The US, which provides the weaponry and targeting intelligence to Ukraine, has indicated that the decision to allow Atacms strikes was focused on responding to the introduction of more than 10,000 North Korean soldiers into the fight, and would be targeting their capabilities.
In October, the US envoy to the UN, Robert Wood, bluntly warned that Pyongyang’s forces entering Ukraine “will surely return in body bags”.
Neither the US nor Ukraine have confirmed the use of the missiles, but in a statement, Ukraine’s general staff confirmed on Tuesday that it hit a military arsenal of the 1046th logistics centre outside the city of Karachev.
“The destruction of ammunition depots will continue for the army of the Russian occupiers in order to stop the armed aggression of the Russian Federation against Ukraine,” it said.
Russian independent media reported that residents of Karachev heard explosions overnight. Several videos circulating online, purportedly from the Karachev district, featured the sound of detonations and visible flashes.
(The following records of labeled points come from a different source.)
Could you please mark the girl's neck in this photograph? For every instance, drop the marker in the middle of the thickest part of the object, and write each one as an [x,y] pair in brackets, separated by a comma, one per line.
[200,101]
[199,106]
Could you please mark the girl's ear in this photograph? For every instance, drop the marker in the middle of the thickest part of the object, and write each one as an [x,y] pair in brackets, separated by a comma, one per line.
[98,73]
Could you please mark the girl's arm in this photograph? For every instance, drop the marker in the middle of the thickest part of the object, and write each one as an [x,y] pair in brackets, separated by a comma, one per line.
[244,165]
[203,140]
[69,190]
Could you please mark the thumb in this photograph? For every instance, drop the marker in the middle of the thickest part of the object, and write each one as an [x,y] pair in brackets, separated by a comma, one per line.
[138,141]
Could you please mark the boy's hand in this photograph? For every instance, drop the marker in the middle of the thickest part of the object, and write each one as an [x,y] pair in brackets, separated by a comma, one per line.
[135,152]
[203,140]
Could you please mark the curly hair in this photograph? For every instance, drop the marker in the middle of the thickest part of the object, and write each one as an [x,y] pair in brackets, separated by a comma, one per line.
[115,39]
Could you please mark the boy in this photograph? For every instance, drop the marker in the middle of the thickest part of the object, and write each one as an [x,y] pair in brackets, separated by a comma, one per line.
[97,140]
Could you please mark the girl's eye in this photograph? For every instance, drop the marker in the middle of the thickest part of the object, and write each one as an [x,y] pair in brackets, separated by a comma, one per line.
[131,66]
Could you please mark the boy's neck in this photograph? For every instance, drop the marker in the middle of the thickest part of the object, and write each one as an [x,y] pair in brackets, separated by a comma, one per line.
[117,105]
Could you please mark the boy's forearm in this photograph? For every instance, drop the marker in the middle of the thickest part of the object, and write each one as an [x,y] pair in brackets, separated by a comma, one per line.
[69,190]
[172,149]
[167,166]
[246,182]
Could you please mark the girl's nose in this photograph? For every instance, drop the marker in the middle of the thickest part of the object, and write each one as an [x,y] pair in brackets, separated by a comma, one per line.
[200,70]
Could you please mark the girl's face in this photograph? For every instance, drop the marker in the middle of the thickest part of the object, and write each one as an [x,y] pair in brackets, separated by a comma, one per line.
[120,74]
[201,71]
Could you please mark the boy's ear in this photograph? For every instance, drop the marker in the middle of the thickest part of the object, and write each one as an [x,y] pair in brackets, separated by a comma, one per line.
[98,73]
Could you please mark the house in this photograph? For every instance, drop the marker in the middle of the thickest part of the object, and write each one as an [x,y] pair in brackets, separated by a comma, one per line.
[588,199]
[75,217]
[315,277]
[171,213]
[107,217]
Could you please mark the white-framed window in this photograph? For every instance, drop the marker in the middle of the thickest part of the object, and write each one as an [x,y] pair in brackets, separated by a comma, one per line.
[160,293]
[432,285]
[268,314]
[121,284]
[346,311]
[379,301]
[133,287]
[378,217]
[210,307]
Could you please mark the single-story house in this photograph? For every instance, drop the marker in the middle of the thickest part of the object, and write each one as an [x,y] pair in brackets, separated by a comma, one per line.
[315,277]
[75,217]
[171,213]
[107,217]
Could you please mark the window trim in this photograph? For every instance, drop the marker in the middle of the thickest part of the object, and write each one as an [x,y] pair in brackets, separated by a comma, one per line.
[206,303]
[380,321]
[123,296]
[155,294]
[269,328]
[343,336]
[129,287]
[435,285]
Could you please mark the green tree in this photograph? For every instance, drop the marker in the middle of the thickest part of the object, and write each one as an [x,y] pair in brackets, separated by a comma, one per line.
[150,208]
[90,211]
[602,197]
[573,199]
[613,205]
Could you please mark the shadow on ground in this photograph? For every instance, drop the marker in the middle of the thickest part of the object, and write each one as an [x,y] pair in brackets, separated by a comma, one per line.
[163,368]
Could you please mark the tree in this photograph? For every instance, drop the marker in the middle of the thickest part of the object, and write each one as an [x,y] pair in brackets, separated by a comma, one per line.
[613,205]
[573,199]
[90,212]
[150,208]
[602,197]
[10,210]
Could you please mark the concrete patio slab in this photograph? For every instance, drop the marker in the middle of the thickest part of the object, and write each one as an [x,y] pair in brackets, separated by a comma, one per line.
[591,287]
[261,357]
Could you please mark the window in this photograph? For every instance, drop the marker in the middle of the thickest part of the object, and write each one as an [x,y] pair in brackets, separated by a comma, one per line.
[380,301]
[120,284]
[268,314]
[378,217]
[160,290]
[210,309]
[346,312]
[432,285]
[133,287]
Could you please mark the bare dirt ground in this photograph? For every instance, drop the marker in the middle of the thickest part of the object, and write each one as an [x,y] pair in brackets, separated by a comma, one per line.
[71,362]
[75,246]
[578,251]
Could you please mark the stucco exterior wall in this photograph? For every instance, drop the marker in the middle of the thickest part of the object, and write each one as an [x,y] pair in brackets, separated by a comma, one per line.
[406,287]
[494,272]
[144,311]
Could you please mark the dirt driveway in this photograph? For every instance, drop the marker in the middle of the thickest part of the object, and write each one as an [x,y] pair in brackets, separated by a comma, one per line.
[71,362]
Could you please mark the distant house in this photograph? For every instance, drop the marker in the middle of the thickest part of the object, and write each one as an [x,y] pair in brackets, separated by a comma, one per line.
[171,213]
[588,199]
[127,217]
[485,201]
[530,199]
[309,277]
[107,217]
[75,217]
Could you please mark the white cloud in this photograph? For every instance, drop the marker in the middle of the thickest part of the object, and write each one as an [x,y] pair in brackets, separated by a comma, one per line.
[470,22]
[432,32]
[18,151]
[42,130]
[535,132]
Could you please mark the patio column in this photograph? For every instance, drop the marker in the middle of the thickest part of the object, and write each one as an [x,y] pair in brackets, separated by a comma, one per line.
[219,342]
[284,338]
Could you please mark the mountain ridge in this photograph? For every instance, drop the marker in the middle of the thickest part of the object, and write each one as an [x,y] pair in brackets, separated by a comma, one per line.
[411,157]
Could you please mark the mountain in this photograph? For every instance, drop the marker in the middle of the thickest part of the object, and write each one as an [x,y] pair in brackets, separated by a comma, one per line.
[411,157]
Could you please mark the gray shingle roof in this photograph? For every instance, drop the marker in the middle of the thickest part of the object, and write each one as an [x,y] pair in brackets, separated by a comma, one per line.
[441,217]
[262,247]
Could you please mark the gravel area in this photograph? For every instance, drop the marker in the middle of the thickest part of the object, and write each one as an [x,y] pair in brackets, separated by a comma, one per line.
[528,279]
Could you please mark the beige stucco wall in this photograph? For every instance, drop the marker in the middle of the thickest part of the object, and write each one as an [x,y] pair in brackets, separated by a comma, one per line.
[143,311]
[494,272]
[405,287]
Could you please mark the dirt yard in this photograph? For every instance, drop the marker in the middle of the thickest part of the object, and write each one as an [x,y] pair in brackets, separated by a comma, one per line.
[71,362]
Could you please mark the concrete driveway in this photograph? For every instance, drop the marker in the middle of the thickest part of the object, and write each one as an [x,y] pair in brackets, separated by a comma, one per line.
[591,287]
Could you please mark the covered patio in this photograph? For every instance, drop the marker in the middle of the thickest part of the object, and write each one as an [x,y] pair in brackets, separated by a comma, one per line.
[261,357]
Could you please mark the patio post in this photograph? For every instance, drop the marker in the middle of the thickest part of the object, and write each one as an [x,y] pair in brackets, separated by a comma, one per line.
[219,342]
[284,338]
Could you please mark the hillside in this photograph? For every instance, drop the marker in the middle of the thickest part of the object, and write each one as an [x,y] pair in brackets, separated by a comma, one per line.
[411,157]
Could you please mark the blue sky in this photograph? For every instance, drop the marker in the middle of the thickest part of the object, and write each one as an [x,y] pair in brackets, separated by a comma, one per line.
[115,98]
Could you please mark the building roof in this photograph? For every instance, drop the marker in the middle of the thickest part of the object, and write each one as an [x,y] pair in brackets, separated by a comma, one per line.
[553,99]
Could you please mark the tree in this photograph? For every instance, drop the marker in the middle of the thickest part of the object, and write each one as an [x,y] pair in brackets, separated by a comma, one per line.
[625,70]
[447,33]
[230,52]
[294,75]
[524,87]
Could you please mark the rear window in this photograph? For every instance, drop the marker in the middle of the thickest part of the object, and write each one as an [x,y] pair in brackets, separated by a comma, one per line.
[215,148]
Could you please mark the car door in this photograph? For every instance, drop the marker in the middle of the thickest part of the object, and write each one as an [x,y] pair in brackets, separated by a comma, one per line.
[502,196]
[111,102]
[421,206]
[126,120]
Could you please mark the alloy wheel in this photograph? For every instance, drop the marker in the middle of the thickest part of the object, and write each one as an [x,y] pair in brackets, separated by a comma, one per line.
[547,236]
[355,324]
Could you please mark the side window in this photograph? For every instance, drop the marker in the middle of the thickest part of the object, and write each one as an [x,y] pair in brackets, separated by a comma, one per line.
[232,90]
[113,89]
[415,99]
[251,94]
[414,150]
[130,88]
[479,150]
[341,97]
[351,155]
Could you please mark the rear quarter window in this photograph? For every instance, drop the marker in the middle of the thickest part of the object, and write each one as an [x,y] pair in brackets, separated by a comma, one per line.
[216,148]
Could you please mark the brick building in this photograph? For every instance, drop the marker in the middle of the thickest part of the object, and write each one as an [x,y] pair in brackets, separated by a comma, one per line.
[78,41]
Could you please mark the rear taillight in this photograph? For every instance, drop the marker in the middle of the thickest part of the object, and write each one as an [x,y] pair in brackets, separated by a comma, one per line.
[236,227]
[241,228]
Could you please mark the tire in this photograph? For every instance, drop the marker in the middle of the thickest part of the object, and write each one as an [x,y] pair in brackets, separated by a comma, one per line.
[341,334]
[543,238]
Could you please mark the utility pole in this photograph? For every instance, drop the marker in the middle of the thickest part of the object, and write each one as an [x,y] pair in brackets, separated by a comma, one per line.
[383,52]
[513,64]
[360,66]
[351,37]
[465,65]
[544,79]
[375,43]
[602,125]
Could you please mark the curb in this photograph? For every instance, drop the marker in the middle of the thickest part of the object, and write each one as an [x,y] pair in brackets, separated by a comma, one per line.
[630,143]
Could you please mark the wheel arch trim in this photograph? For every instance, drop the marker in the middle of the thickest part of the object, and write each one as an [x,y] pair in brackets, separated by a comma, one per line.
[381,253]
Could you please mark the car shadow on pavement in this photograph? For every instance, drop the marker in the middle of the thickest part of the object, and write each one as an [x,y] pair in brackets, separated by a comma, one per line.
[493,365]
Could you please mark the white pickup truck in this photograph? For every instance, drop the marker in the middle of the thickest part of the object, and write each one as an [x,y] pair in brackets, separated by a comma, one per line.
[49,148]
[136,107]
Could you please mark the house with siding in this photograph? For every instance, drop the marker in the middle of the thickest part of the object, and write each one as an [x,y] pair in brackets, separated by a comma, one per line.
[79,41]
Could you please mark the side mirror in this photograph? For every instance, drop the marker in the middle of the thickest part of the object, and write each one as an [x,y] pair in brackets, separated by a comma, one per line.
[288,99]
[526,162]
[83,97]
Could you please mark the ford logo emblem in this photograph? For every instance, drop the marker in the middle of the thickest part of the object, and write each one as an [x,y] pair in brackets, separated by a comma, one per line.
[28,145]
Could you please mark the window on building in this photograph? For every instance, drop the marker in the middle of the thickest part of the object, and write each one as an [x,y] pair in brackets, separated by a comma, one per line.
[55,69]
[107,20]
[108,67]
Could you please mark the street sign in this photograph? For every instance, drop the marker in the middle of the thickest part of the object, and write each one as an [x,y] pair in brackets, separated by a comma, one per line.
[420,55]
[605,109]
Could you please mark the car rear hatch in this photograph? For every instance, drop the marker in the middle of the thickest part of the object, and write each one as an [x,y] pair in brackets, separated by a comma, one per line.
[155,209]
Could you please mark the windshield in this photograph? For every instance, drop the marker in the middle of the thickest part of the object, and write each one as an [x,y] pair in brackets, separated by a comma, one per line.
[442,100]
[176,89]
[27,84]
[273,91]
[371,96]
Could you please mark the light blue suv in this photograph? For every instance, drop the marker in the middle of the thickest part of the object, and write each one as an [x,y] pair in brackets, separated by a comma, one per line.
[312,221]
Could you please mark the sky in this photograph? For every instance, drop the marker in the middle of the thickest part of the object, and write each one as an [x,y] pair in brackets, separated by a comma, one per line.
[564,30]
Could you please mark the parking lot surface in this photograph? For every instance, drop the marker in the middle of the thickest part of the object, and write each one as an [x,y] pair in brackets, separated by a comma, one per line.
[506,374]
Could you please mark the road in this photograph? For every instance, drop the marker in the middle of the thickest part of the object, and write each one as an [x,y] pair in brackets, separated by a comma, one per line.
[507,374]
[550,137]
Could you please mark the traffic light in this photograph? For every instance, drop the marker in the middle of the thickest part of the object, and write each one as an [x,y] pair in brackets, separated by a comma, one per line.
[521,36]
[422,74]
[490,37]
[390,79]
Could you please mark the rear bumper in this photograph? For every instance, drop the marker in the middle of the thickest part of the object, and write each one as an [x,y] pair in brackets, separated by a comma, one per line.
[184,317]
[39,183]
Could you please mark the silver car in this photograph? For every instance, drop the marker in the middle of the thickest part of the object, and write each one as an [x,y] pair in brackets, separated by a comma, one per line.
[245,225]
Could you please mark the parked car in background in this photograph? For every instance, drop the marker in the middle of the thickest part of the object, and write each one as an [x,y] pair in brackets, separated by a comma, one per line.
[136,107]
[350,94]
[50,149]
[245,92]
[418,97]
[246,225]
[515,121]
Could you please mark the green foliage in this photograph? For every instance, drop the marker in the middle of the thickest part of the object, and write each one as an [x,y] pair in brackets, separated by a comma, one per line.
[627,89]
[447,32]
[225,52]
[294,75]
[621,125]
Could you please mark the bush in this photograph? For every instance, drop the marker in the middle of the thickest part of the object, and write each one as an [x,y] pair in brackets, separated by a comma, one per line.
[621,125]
“This is of course a sign that they want to escalate,” Lavrov told reporters in remarks at the G20 summit, adding it would be seen as Russia by a “new phase of war by the west”.
Britain is also expected to supply its own Storm Shadow missiles for use by Ukraine on targets inside Russia, after the US approval.
While Moscow has vowed retaliation, some analysts have suggested that its battlefield options are limited, with the country unlikely to resort to the nuclear option.
“The most predictable and obvious will be an increase in strikes on Ukrainian cities and civilian infrastructure facilities in anticipation of the winter cold,” said the political analyst Anton Barbashin.
He added that the use of western-supplied long-range weapons is unlikely to serve as a definitive red line for Moscow.
“Strikes with long-range Atacms missiles on the territory of Russia … are more likely to fall into the list of red lines that will be crossed and will cease to be red lines,” Barbashin said.